Quando mais perto chegaram e adentraram aquele promontório
negro de aço, a fogueira brilhava e o fogo tomou conta de seus olhos, aquelas
chamas a hipnotizaram e teve ganas de querer tocá-las. Tremulavam ao sabor do
vento na noite, como uma mulher indomável, digna de ser contemplada.
De repente, ela percebeu que neste tempo todo um homem a
olhava por trás das chamas, ela se voltou agoniada para fugir, mas foi recebida
com um golpe de ferro no estômago pela mulher, que a fez cair no mesmo instante
se retorcendo de dor, tentando buscar alento naquela atmosfera carregada de
aerossóis.
Enquanto a mulher segurava seus braços a arrastando para
uma superfície mais elevada, o homem arrancou suas calças puxando por seus pés
que não tinham forças para se agitar, ele desceu entre suas pernas e tentou
penetrá-la, reagiu tentando chutá-lo, recebeu outro golpe forte, no diafragma,
desta vez ela ficou sem ar, suas pernas amoleceram e o estuprador colocou o
pênis rasgando sua vagina. Enquanto ela tentava respirar ele trepava em cima
dela, com todo vigor que tinha, vendo seu semblante coberto de desespero, se
sentia mais excitado com isso, a comia com força, a estuprava com muito prazer
sorrindo lascivamente para sua companheira.

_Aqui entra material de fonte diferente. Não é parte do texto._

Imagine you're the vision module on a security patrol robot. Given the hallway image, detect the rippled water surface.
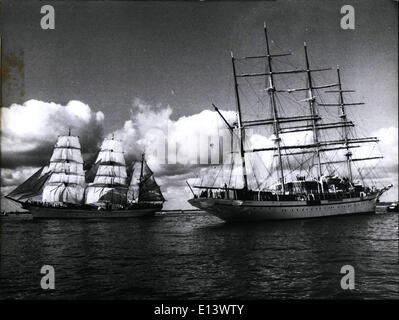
[0,212,399,299]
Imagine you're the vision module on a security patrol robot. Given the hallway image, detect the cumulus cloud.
[2,100,398,208]
[116,100,398,207]
[1,100,104,168]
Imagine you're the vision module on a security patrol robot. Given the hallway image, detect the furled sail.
[140,175,165,202]
[42,135,85,204]
[129,159,165,202]
[7,166,51,200]
[86,138,127,205]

Ela não conseguia resistir, as sombras vindo da fogueira
giravam com sua mente, viu que a mulher que a segurava também sorria, chorou e
se contorcendo de dor preferiu não ficar encarando quem violava seu corpo, para
que a dor passasse mais depressa. Mas não passou, eles grudaram nos seus
pequenos seios com fortes unhas grossas e laceraram a sua pele, ela gritaria se
soubesse o que era isso, mas só conseguia sofrer tentando respirar aquele ar
seco. Sua dor e paralisia aumentava a cada instante, aquilo era a morte e o fim
do seu corpo, agora sua essência vagaria como o vento e só pensou na beleza
cênica do deserto de fuligens e poeira...

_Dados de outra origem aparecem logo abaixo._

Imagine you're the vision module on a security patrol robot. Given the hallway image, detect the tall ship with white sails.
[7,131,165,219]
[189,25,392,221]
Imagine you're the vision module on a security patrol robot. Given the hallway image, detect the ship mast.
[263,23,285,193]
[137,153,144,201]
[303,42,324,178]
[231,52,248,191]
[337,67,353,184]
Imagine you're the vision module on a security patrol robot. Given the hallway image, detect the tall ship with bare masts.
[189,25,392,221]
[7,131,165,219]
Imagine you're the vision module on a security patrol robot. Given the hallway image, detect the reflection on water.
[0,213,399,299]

Ele gozou fora dela, seu esperma caindo perto da vagina,
com dois dedos ele lambeu do seu próprio gozo e também levou os mesmos dedos a
boca da parceira, com porra. Depois com olhos vítreos de tesão pegaram pedaços
de ferro e malharam o corpo dela de golpes quebrando suas costelas primeiro,
ela gritou, algo saiu de sua boca lhe dando medo, eram gritos de dor. Ela
pensou "Por que vocês estão me machucando? Eu sei o que é gritar".

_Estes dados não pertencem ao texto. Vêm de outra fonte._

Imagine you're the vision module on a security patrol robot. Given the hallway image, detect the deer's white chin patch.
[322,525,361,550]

A criancinha gritou e chorou mais um pouco, até quando
começou a receber pancadas no rosto e no crânio, sangue caindo até seu pescoço,
o metal partindo seus ossos da cabeça, aquela menina ouviu o vento do deserto
lá fora e pensou que seria um momento feliz se pudesse morrer o contemplando,
queria ser como ele, imenso, solitário e indomável.